PacificBiosciences / FALCON

FALCON: experimental PacBio diploid assembler -- Out-of-date -- Please use a binary release: https://github.com/PacificBiosciences/FALCON_unzip/wiki/Binaries
https://github.com/PacificBiosciences/FALCON_unzip/wiki/Binaries
Other
205 stars 102 forks source link

error in tracking subreads and preads? #545

Open sjin09 opened 7 years ago

sjin09 commented 7 years ago

To whom it may concern,

I have been successful in completing both FALCON and FALCON_UNZIP. Thereafter, I wanted to apply pilon to the cns_p_ctg.fa and cns_h_ctg.fa using the preads, which have been further error-corrected using lordec and hiseq paired-end reads. I thought this would allow for better haplotype-specific correction rather than just correcting the contigs with hiseq using pilon.

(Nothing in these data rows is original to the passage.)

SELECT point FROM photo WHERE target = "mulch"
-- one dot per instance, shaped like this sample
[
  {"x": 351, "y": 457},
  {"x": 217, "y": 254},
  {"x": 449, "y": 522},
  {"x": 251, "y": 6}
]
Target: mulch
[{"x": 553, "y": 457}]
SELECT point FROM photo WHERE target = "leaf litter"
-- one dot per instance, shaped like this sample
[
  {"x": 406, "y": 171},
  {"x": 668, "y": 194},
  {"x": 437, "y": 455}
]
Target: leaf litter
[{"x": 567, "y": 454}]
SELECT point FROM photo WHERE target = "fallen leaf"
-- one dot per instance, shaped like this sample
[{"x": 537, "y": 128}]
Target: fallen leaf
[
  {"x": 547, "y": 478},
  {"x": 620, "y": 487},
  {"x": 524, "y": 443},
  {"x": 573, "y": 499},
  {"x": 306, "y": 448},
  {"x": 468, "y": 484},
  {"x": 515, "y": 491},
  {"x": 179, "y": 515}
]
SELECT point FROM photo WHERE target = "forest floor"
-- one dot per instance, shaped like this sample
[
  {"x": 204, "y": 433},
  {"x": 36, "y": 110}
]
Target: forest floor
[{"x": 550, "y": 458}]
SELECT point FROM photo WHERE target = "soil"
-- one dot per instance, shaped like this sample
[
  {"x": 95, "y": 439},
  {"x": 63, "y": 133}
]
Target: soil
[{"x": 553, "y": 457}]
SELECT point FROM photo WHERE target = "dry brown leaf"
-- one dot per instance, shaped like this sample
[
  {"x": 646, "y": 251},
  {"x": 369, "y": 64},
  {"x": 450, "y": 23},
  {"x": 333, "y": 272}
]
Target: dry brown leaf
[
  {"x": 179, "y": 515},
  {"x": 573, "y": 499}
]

I was able to find 4-quiver/read_maps/read_to_contig_map that has the relationship between subreads,preads and contigs. In addition, in the 4-quiver directory, the contig alignment is partitioned into each folder designated with the contig name. I was able to extract the subreads used for arrow from the bam files in this directory.

In the case of contig 000034F, there were 69 subreads aligned to the contig to perform arrow. However, In the read_to_contig_map, I was only able to find 5 subreads with the corresponding 5 preads.

I was wondering if it is possible to find all the relationship between subreads and preads, and what could possibly explain the discrepancies in the read_to_contig_map and the actual number of subreads used for arrow.

I have attached below the read_to_contig_map for 000034F.

005138344 017569666 m141229_192421_sherri_c100759702550000001823166007221583_s1_p0/111512/4456_42907 000034F
000515508 001790263 m141226_203727_42242_c100752732550000001823158607081592_s1_p0/27188/0_29645 000034F
002837059 009753314 m150102_223743_42142_c100759962550000001823166007221560_s1_p0/49191/0_21146 000034F
004977481 017013970 m150421_103407_42242_c100778262550000001823160408051565_s1_p0/53325/0_25888 000034F
000403435 001391167 m150419_153457_42242_c100778282550000001823160408051547_s1_p0/113042/0_37037 000034F
lijingjing1 commented 7 years ago

It is a good idea to use the more "accurate " reads to next quiver/arrow .It will improved compute effciency.